If, then, this new referendum may devolve into a re-run of the last referendum; if the result may leave us exactly where we are; and if the new result may not guarantee parliamentary consensus; if all these things, why even have the referendum? The retort to these arguments is that we don’t know, and cannot know until run, what the outcome would be. I will not argue against such a retort, though I do not believe it invalidates the arguments I have raised. A second referendum is not a panacea.
Following my previous comments
I might be accused of being a hypocrite, given that sentence.
I have previously written about the prospect of a second referendum. In that piece, I argued Mrs. May could take a political gamble to strengthen her position in her own party, and perhaps in parliament. My proposal was simple: re-run the referendum, and side with Remain. The youth support so enamoured with Jeremy Corbyn would suddenly have a new champion – at least in terms of Brexit – in the form of Mrs. May, whilst the hard Brexiteers in her own party would be forced into an existential contest: win, or accept the PM’s authority. Of course, Mrs. May would also face an existential contest, for should she have lost she would have had to resign. This is why it was a gamble, and given Theresa May will surely have a promising career as a glue salesperson once her time in office is up, it was never one she was likely to take.
Ignoring Mrs. May’s FCA plan, this barrier to a second referendum remains. As the 2017 General election demonstrates, Mrs. May will not take a risk unless she believes herself likely to win.
But we cannot ignore the FCA; Mrs. May has made her bed, and she must now sleep in it. If my thoughts are right, nothing will change; if my thoughts are wrong, Mrs. May will have to resign. A second referendum now holds none of the advantages that it did prior to her unveiling her plan. When I hypothesised about the potential political benefits for Mrs. May of holding a second referendum, I considered only the political benefits, which – at the time – I believed existed. For Mrs. May, these benefits no longer exist, and thus she will not call another referendum.
Yet this is an obvious conclusion.
This conclusion is also simply mathematics: if there isn’t a consensus to get any Brexit plan through parliament, there is certainly not a majority to get a second referendum vote through parliament without (and possibly even with) the PM’s backing.
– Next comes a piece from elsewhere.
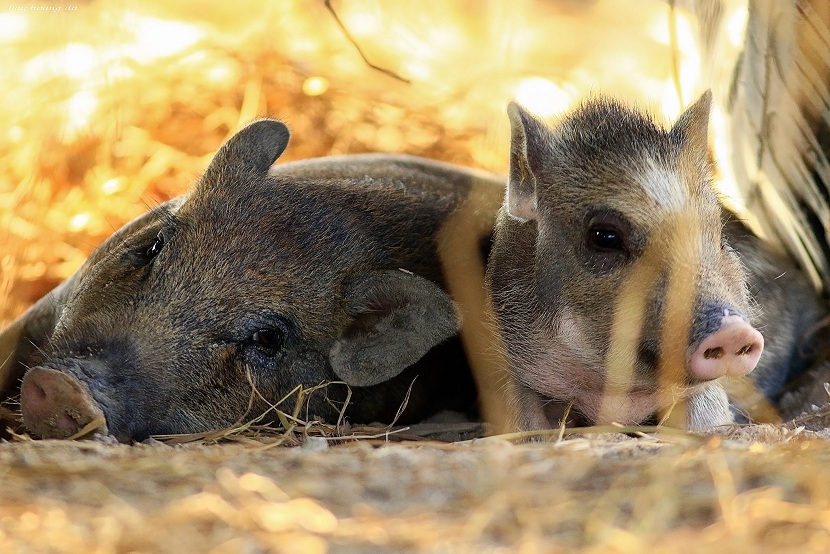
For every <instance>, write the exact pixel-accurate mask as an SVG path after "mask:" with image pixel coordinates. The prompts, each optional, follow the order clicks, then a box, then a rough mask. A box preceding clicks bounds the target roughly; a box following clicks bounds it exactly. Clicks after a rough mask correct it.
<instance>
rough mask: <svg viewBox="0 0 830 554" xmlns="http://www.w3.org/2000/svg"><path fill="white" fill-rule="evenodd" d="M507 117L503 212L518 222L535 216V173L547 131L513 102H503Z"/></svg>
mask: <svg viewBox="0 0 830 554" xmlns="http://www.w3.org/2000/svg"><path fill="white" fill-rule="evenodd" d="M507 116H508V117H509V118H510V177H509V179H508V181H507V213H508V214H510V216H512V217H514V218H515V219H518V220H519V221H522V222H524V221H528V220H533V219H536V217H537V216H536V201H537V196H536V176H537V174H538V172H539V169H540V167H541V165H542V162H543V160H544V158H545V156H547V155H548V148H547V142H548V140H549V137H550V130H549V129H548V128H547V127H546V126H545V124H544V123H542V122H541V121H539V120H538V119H536V118H535V117H533V116H532V115H531V114H530V113H529V112H528V111H527V110H525V109H524V108H523V107H521V106H520V105H519V104H517V103H515V102H510V104H508V105H507Z"/></svg>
All of this Brexit debate, and I do mean all of it, points to the elephant in the room. Shaped by the rhetoric of the victors, too often there is a narrative that the country wants Brexit, that the country thinks Brexit will be bad for jobs, that the country wants control of its borders, that the country is concerned about leaving the single market. The only thing we can say about this country and Brexit is that 52% voted to leave the EU, and 48% voted to remain in the EU. For all the talk, for all the rhetoric and vitriol, if you want to know why we’re divided on Brexit, the answer is because we’re divided on Brexit. I am not confident a second referendum will change that.